The moment was as he had hoped it would be, his tongue searching hers, this instant so longed for in secret and with the guilt of a brother’s betrayal, but these concerns fell aside easily as his hands, his arms, came alive. It did not take long before he was naked above her. She cradled his face in her hands, casting warm smiles into his own. They wrestled one another, twined themselves in the blankets; he pressed into her and tried to slide her jeans down but she was adept at preventing him, he couldn’t figure how she managed it, a twisting of her body or a flex to her legs so that, somehow, the jeans would not move. He tried everything he could, shifting his mouth from hers to her jaw and to her neck and then down, taking in the palm-sized wonder of her breasts and the smooth belly, managing to get his tongue to graze the top of her pubic line and inhaling the deep true smell of her there—but her hand grasped his jaw gently and tugged him up again.
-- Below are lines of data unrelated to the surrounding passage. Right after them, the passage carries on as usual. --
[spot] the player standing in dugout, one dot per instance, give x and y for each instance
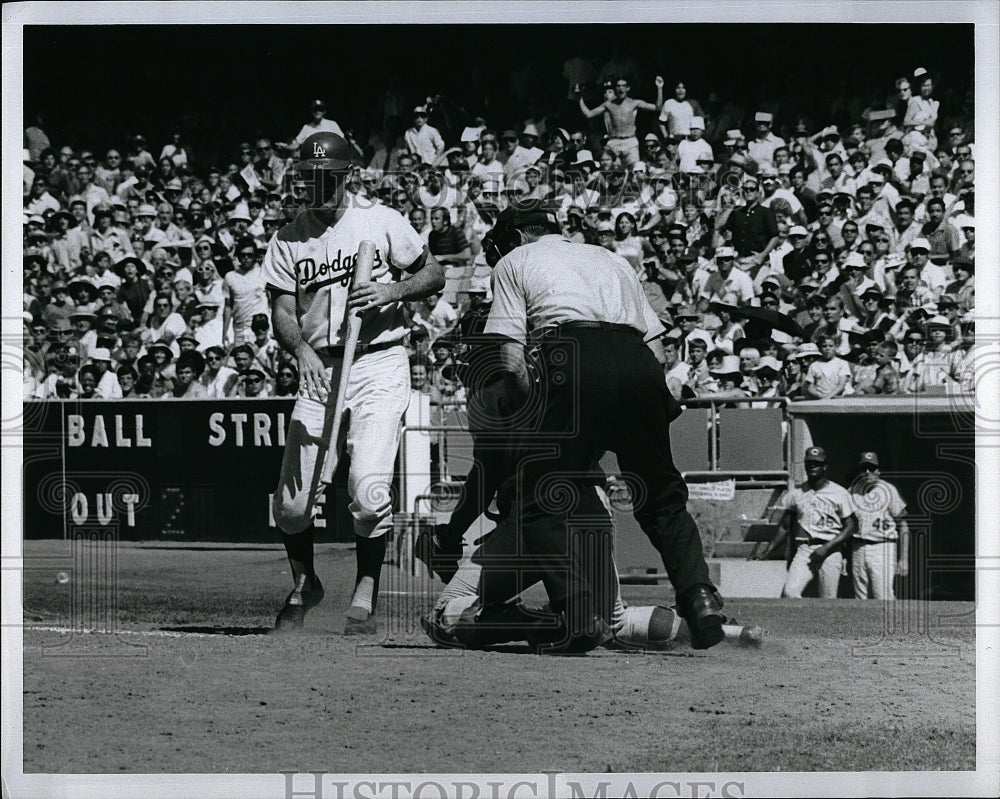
(309, 267)
(602, 388)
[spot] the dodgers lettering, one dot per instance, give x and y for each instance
(340, 269)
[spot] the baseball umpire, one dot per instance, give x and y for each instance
(308, 267)
(601, 388)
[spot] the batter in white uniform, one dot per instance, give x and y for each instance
(308, 267)
(880, 548)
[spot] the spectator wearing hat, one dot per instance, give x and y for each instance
(963, 286)
(435, 193)
(675, 370)
(764, 142)
(68, 241)
(622, 111)
(868, 213)
(108, 304)
(138, 156)
(134, 290)
(772, 191)
(265, 346)
(699, 380)
(127, 380)
(164, 325)
(934, 278)
(207, 324)
(730, 332)
(523, 155)
(677, 114)
(253, 384)
(84, 295)
(961, 363)
(217, 379)
(796, 263)
(728, 284)
(942, 237)
(837, 179)
(929, 369)
(62, 364)
(938, 189)
(694, 148)
(106, 384)
(92, 194)
(188, 370)
(767, 374)
(245, 293)
(751, 228)
(418, 221)
(823, 518)
(135, 187)
(60, 306)
(922, 108)
(489, 167)
(854, 283)
(906, 229)
(173, 234)
(729, 380)
(535, 189)
(830, 375)
(795, 368)
(39, 198)
(423, 139)
(145, 225)
(446, 242)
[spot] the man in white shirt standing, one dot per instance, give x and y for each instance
(422, 139)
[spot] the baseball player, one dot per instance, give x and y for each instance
(882, 528)
(601, 387)
(308, 269)
(824, 519)
(480, 606)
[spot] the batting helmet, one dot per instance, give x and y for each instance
(326, 150)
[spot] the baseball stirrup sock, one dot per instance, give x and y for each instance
(299, 549)
(370, 554)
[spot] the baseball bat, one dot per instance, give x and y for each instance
(362, 274)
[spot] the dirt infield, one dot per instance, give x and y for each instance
(188, 683)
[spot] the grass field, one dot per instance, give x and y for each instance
(191, 684)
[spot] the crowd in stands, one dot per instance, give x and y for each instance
(785, 256)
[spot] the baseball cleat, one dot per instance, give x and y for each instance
(307, 594)
(440, 556)
(434, 629)
(360, 622)
(704, 617)
(751, 635)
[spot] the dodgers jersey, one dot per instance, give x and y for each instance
(877, 508)
(315, 262)
(821, 513)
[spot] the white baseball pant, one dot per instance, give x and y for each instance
(377, 396)
(873, 568)
(800, 572)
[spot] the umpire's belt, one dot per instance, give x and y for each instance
(359, 349)
(608, 327)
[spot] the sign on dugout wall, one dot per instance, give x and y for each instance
(179, 471)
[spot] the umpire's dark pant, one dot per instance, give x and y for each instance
(603, 389)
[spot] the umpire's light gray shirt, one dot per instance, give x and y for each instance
(553, 281)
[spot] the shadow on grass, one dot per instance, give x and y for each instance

Over the next hour the bed turned on dyskinetic awkwardnesses: Shady over-ardent, almost penitent, Cole relaxing, forcing himself to a degree of calm in disappointment. The jeans stayed on. Soon the kisses shortened, died away, and he rolled onto his back, drawing the sheet over his waist, painfully aware of his full nakedness next to her half-clothed.
“I’m sorry, Cole,” she whispered. “I’m not ready.”